Verifying Historical Volatility Calculation

              
This article was written for you, Bryan.

Since you brought up the question of whether volatility is an arbitrary value in your comment on my previous article, I've been curious to find out if I am still half as good as I was a few years back :) .  Since most of the files I did last time were lost, I spent many hours trying to find and finally managed to dig out an annualized 30 day historical volatility of KLCI from 2001-2006 that I've downloaded from Bloomberg (industry standard other than Reuters) last time.

The first thing I did was to plug-in the KLCI index value into the Excel that I've created to calculate the volatility of FCPO and put Bloomberg's data side by side to compare.  Then I tried to find the period that has been used by Bloomberg to calculate the annualized 30 day historical volatility. 

After a few trial and error, I managed to get the same exact value of KLCI's annualized 30 day historical volatility value with Bloomberg.  Bloomberg uses 260 days instead of 252 trading days in a year.

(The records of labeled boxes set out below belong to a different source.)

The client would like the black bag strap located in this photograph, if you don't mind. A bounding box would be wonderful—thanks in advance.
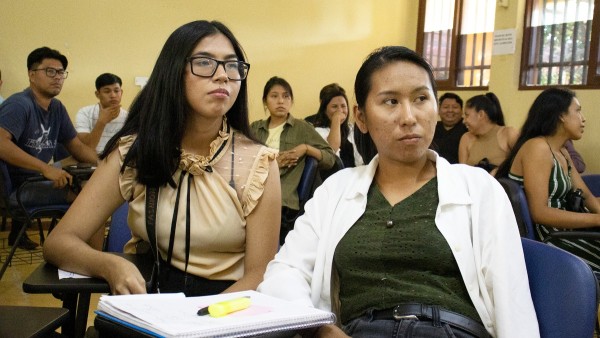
[146,186,160,293]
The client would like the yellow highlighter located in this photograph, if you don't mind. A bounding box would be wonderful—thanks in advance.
[198,296,251,318]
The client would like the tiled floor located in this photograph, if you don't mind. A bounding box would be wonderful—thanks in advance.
[0,231,100,326]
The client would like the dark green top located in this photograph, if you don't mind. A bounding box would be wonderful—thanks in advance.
[250,114,335,210]
[334,178,481,324]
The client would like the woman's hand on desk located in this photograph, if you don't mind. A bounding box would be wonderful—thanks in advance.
[313,324,349,338]
[106,257,146,295]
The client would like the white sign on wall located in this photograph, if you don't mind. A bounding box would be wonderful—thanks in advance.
[492,29,516,55]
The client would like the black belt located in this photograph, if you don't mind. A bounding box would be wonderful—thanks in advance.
[373,303,491,337]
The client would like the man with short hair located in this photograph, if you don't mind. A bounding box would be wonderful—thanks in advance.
[432,93,468,163]
[0,47,98,250]
[75,73,127,154]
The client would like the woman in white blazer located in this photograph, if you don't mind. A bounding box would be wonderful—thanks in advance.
[259,46,539,337]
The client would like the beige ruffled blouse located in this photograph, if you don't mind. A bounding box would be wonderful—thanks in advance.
[118,131,276,280]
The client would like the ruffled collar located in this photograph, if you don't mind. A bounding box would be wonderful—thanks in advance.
[179,117,232,175]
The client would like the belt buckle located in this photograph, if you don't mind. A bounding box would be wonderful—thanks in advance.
[392,306,419,320]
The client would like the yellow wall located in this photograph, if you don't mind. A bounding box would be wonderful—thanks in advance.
[0,0,600,172]
[0,0,417,120]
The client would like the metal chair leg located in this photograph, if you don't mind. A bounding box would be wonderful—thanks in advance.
[0,219,27,280]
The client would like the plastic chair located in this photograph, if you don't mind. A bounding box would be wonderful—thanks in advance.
[104,202,131,252]
[521,238,598,338]
[581,174,600,197]
[0,161,70,279]
[498,177,535,239]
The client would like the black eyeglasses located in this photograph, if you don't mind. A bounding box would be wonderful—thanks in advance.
[186,56,250,81]
[31,67,69,79]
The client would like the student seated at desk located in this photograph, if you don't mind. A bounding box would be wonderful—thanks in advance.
[458,93,519,175]
[44,21,281,296]
[258,46,539,338]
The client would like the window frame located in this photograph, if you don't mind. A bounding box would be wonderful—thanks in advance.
[416,0,493,91]
[519,0,600,90]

As usual, the screen capture is as below:




Cheers & Happy trading!
                                          

Tuesday, July 20, 2010

FCPO Volatility Measurement

         
Since I've heard a lot of people talking about how hard it is to trade our FCPO these days because of the high volatility, I've decided to do some facts checking of my own.  To have our own view in the ocean of opinions surrounding us every day that could influence and cloud our judgment is the first step towards becoming a good systems developer.

Since every subjective statement is relative, I've written a simple Excel spreadsheet to measure and compare FCPO's volatility since end of 2006 until first week of July 2010 and see if it is true that recent volatility is higher than average between this period.

Since most of the trend-following systems are using daily data, I've decided to use the daily closing price (unadjusted though) to measure the annualized monthly volatility.  I don't wish to go into the detail definition of volatility measurement as you can easily google and read them.  Okay, okay, I know you are lazy, here's a quick definition I copied from Wikipedia : Volatility refers to the standard deviation of the continuously compounded returns of a financial instrument within a specific time horizon.

As usual, a picture is worth more than a thousand words...

As usual, surprise!  FCPO's volatility recently is the lowest in about 4 years that I've measured!
              
If you believe that low volatility means that market tends to be in cycles more than trend, then naturally a trend-following system would be going through the usual drawdown, how bad the drawdown is just a function of balance between risk and reward that you choose. 

As usual, too aggressive and you'll have higher probability of reaching maximum drawdown that you are able to stomach, too conservative and the return may not justify trading in futures market.  Again as usual, there is no one size fit all solution because everyone is different!  That is why trading is always challenging and interesting!   Cheers & Happy trading!